THE GARDEN OF THE GODDESS

Cloud Cuckoo Land
by Antonius Diogenes, Folio
Y

… I sipped from the river of wine, once for valor, twice for pluck, and flapped toward the palace at the center of the city. Its towers pierced the Zodiac, and ·[inside?]· clear ·[bright?]· streams ran through fragrant orchards.

… stood the goddess, one thousand feet tall, tending the gardens in ·[her kaleidoscope dress]·, picking up whole plots of trees and setting them down again. Her head was circled by flocks of owls, and more owls roosted on her arms and her shoulders, and they studied their reflections in the glimmering shield strapped across her back.

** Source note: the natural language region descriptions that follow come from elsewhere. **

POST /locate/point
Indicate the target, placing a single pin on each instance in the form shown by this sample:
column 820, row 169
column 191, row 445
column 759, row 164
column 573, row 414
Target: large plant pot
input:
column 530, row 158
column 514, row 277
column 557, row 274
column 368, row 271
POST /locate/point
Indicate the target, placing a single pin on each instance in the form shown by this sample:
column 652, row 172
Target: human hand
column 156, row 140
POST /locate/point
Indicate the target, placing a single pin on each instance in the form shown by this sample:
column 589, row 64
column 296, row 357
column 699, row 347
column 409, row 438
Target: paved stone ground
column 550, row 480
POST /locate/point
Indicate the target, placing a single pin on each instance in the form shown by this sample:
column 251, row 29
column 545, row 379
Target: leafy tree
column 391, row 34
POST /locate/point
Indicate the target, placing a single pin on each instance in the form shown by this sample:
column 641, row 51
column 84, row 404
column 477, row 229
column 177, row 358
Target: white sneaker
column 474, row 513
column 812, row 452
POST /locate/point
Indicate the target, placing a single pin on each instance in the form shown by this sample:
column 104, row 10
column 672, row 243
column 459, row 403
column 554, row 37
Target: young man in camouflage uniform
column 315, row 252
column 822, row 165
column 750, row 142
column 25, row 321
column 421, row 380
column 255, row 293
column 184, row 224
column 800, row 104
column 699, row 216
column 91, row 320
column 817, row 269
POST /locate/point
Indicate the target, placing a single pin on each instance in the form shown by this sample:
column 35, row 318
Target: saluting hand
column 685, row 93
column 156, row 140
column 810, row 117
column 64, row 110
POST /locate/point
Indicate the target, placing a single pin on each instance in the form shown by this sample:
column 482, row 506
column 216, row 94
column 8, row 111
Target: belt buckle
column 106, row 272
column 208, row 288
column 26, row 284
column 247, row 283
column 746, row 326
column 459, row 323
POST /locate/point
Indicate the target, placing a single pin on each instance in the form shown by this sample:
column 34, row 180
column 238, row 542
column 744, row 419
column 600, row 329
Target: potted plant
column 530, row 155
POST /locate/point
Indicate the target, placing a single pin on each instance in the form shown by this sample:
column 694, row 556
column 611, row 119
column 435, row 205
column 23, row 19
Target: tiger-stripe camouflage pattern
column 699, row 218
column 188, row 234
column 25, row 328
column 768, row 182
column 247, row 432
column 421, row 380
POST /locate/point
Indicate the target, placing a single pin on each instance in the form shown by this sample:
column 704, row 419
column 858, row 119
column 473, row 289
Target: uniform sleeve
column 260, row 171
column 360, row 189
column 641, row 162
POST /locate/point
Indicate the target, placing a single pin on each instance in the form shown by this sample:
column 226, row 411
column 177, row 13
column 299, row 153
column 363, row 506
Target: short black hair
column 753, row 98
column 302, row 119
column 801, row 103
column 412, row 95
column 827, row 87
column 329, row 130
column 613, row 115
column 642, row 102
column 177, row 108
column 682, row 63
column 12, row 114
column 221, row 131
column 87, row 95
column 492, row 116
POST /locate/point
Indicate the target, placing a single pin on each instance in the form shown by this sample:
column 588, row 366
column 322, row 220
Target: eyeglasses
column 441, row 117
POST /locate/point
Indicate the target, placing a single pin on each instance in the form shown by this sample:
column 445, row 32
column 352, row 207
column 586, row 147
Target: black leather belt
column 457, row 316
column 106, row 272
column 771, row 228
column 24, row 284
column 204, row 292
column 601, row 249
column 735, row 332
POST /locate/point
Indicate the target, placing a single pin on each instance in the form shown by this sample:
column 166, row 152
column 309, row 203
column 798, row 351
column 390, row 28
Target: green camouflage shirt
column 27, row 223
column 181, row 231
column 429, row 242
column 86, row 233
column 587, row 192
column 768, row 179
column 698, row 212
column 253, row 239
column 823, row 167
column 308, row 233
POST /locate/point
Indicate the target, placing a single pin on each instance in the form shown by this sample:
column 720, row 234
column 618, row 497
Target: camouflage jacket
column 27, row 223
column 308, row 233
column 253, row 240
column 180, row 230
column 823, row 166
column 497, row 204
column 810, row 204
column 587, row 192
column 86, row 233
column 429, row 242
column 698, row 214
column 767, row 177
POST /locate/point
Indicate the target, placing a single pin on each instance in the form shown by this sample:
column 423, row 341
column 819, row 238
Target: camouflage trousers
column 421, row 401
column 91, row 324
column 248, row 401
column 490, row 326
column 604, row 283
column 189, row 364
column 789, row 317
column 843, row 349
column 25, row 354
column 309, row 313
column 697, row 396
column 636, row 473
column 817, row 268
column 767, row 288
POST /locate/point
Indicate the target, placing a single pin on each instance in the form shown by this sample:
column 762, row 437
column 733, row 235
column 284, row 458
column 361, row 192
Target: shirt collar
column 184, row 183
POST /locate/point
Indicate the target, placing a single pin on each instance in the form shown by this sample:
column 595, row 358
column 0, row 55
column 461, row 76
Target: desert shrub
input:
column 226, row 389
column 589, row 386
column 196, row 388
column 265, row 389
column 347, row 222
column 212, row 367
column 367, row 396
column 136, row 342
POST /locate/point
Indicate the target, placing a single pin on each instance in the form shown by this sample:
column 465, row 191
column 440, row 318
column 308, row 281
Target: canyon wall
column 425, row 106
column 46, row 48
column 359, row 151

… ahead, at her foot, surrounded by white ·[butterflies?]· on a pedestal so ornate it must have been fashioned by the smith-god himself, I saw it: the book the hoopoe said held the ·[solution?]· to my gnawing predicament. I fluttered above it, ·[prepared to read, when the goddess bent. Her great pupils loomed over me, each as big as a house. With one flick of one finger she could smite me out of the sky.]·

“I see,” she said, fifteen trees in each hand, “what you are, little crow. You are a pretender, a creature of clay, not a bird at all. In your heart you are still a feeble human, hammered from earth, with ·[the blaze of hunger inside]·…”

“… only wanted to ·[peek?]·…”

“Read from the book all you wish,” she said, “but if you read to the end you will become like us, free of desire…

“… never will you be able to return to your prior form. Go on, child,” said the flickering goddess. “Decide…”

EIGHT MILES WEST OF CONSTANTINOPLE

MAY–JUNE 1453

Omeir

A
girl. A Greek girl. This fact is so startling, so unexpected, that he almost cannot recover his wits. He who wept at the castrations of Moonlight and Tree, who winced at the killing of trout and hens, has broken a branch over the head of a crop-headed fair-skinned Christian girl younger than his sister.

She lies in the leaf litter unmoving, the spitted partridge still in her hand. Her dress is filthy, her slippers hardly slippers anymore. In the starlight the blood running down her cheek looks black.

Smoke rises from the coals, frogs rasp in the dark, some clockwork inside the night advances one notch, and the girl moans. He binds her wrists with Moonlight's old halter. She moans again, then thrashes. Blood runs into her right eye; she scrambles to her knees and brings her bound wrists to her teeth; when she sees him, she screams.

Omeir glances back through the trees, frightened.

“Quiet. Please.”

Is she calling to someone nearby? He was stupid to make a fire: too much of a risk. As he smothers the embers the girl howls a torrent of language he cannot understand. He tries to clap a hand over her mouth but comes away bitten.

She gets to her feet, takes several dizzy steps into the dark, then falls. Maybe she is drunk: the Greeks are always drunk, isn't that what everyone says? Half-beasts permanently inebriated on their own somatic pleasure.

Yet she is so young.

Probably it is a trick, a witch's disguise.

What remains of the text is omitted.